A group of scientists observed Kalyke on 14 January 2002 with the Nordic Optical Telescope on the island of La Palma in the Canary Islands of Spain, obtaining colours of V−R=0.72, V−I=0.96. It was observed again on 13 March 2002 with the MMT Observatory on Mount Hopkins in Arizona, United States, with colours of B−V=0.94, V−R=0.70, V−I=0.88.

From this they determined Kalyke was a very red object, consistent with the colours of a centaur or TNO (unlike other Carme group objects), but this classification was uncertain. The V−R value is indicative of a red object, while the V−I value is of a more moderate, light red and compatible with P and D-type asteroids. They suggested the moderate V−I value may not be real and an artifact of fringing of the CCDs used to take the images, and that more observations were needed to confirm Kalyke's red colour.

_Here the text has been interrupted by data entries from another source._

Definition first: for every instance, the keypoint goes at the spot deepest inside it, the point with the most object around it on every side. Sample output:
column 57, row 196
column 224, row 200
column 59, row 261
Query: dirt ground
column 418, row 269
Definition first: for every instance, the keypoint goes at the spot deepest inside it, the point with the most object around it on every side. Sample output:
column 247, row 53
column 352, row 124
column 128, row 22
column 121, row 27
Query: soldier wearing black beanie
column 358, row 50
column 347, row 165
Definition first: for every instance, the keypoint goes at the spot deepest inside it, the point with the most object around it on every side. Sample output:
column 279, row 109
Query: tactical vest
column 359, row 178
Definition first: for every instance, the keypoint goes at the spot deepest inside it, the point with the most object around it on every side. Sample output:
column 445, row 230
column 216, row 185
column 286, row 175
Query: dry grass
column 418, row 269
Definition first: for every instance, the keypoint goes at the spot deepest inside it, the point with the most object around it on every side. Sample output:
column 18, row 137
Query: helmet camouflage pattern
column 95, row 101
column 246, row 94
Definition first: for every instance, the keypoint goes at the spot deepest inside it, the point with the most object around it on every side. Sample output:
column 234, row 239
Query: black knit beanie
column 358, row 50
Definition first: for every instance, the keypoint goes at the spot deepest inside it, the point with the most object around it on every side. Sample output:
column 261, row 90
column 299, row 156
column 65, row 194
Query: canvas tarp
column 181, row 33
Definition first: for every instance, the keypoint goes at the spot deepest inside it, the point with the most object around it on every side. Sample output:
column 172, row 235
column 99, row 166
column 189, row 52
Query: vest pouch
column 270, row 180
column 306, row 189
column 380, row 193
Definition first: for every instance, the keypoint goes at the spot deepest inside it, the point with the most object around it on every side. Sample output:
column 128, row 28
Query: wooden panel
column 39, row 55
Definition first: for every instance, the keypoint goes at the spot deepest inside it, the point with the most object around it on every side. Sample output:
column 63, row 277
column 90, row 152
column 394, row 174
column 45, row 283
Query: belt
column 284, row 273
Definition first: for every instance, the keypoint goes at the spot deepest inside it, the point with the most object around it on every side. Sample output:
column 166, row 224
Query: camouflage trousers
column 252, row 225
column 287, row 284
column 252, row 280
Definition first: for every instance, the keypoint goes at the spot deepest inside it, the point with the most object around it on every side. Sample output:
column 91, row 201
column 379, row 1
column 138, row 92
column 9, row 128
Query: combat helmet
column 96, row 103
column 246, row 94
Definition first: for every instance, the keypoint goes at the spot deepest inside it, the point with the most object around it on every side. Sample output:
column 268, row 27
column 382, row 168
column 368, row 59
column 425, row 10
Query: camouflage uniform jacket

However, a later paper disagreed and argued that the V−I value was real, because of its repeatability between observations. The spectral placement could indicate the V−I value was caused by an absorption feature of mafic silicate. If this absorption feature were to be found around the 1 μm mark in its spectrum, it would be just as likely for Kalyke to have originated in the main asteroid belt.

== Origin ==
Kalyke probably did not form near Jupiter but was captured by Jupiter later. Like the other members of the Carme group, which have similar orbits, Kalyke is probably the remnant of a broken, captured heliocentric asteroid. The Carme group is thought to have been created when a D-type asteroid split into many fragments when it later suffered an impact.

However, Kalyke is significantly redder in color than other moons of the Carme group. This suggests that it may be an interloper from the outer Solar System, as opposed to an origin with the Hilda group or Jupiter trojans that has been speculated for the rest of the Carme group. It was proposed that Kalyke was a remnant of the object that collided with the Carme group progenitor, as opposed to being a fragment of the progenitor itself. However, it would be unusual for such a remnant to settle into a post-collision orbit very similar to the progenitor it impacted.